Collecting metrics with Prometheus
5 minute read
Collecting metrics with Prometheus
This document explains how to ingest metrics into the OpenShift Platform monitoring stack. It only applies for the OCP core components and Red Hat certified operators.
For user application monitoring, please refer to the official OCP documentation.
Targeted audience
This document is intended for OpenShift developers that want to expose Prometheus metrics from their operators and operands. Readers should be familiar with the architecture of the OpenShift cluster monitoring stack.
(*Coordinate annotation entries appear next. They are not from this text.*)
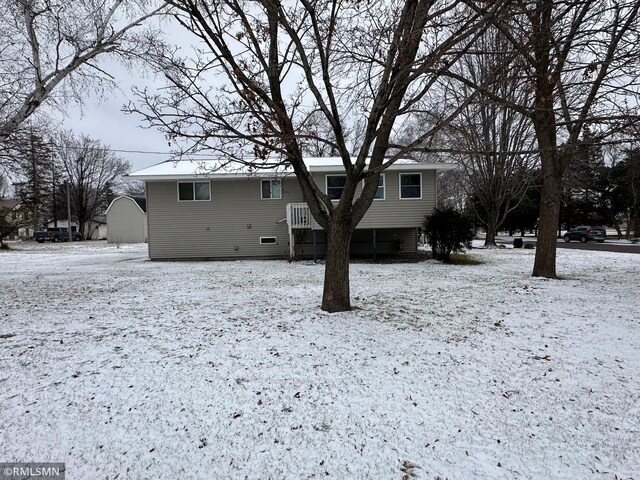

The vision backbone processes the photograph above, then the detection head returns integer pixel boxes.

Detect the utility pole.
[65,180,73,243]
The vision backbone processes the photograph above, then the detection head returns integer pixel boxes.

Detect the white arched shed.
[106,196,147,243]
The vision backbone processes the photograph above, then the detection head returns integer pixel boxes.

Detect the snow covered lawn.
[0,242,640,480]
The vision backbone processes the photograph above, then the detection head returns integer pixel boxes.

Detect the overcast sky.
[53,79,169,170]
[49,15,194,176]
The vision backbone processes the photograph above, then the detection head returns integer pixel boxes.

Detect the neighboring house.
[126,158,453,260]
[107,196,147,243]
[0,198,33,240]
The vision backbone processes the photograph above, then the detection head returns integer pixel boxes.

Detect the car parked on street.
[33,227,82,243]
[564,225,607,243]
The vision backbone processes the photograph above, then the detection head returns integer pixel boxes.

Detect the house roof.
[123,157,455,181]
[0,198,20,210]
[104,195,147,218]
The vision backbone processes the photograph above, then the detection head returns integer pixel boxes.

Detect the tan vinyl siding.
[296,228,418,258]
[147,177,302,259]
[107,197,147,243]
[313,170,436,229]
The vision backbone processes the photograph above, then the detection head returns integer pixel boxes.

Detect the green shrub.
[424,208,475,262]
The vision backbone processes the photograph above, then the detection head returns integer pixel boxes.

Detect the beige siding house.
[126,158,452,260]
[106,196,148,243]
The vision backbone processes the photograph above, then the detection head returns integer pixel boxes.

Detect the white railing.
[287,203,311,229]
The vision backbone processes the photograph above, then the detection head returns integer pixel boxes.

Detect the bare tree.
[0,0,165,144]
[132,0,501,312]
[455,0,640,278]
[58,133,131,237]
[0,172,11,199]
[444,29,538,246]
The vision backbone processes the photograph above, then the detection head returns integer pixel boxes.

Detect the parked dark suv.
[564,226,607,243]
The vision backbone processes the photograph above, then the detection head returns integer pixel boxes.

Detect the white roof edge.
[122,162,457,182]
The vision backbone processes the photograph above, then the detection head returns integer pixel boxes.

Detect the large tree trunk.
[532,155,562,278]
[322,216,352,312]
[484,208,498,247]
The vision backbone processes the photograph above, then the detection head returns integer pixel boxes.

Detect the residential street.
[496,236,640,253]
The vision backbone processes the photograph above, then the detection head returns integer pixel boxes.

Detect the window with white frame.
[178,181,211,202]
[373,173,385,200]
[260,180,282,200]
[400,173,422,199]
[326,175,347,200]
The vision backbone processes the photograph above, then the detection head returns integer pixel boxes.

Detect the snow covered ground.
[0,242,640,480]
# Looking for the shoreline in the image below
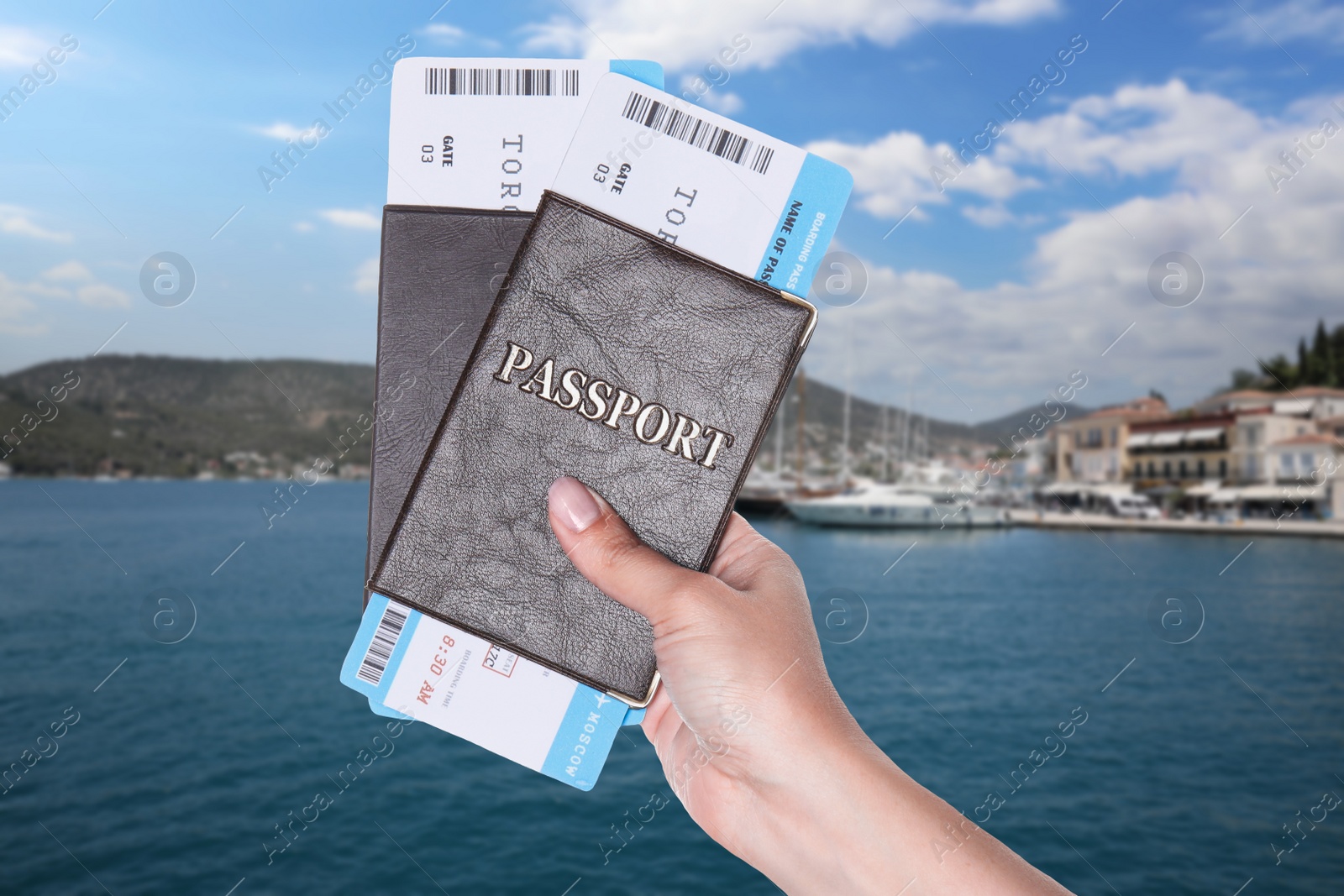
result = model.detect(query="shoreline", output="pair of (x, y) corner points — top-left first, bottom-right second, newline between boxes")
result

Exposing metrics for Prometheus
Prometheus is a monitoring system that pulls metrics over HTTP, meaning that monitored targets need to expose an HTTP endpoint (usually /metrics
) which will be queried by Prometheus at regular intervals (typically every 30 seconds).
To avoid leaking sensitive information to potential attackers, all OpenShift components scraped by the in-cluster monitoring Prometheus should follow these requirements:
- Use HTTPS instead of plain HTTP.
- Implement proper authentication (e.g. verify the identity of the requester).
- Implement proper authorization (e.g. authorize requests issued by the Prometheus service account or users with GET permission on the metrics endpoint).
As described in the Client certificate scraping enhancement proposal, we recommend that the components rely on client TLS certificates for authentication/authorization. This is more efficient and robust than using bearer tokens because token-based authn/authz add a dependency (and additional load) on the Kubernetes API.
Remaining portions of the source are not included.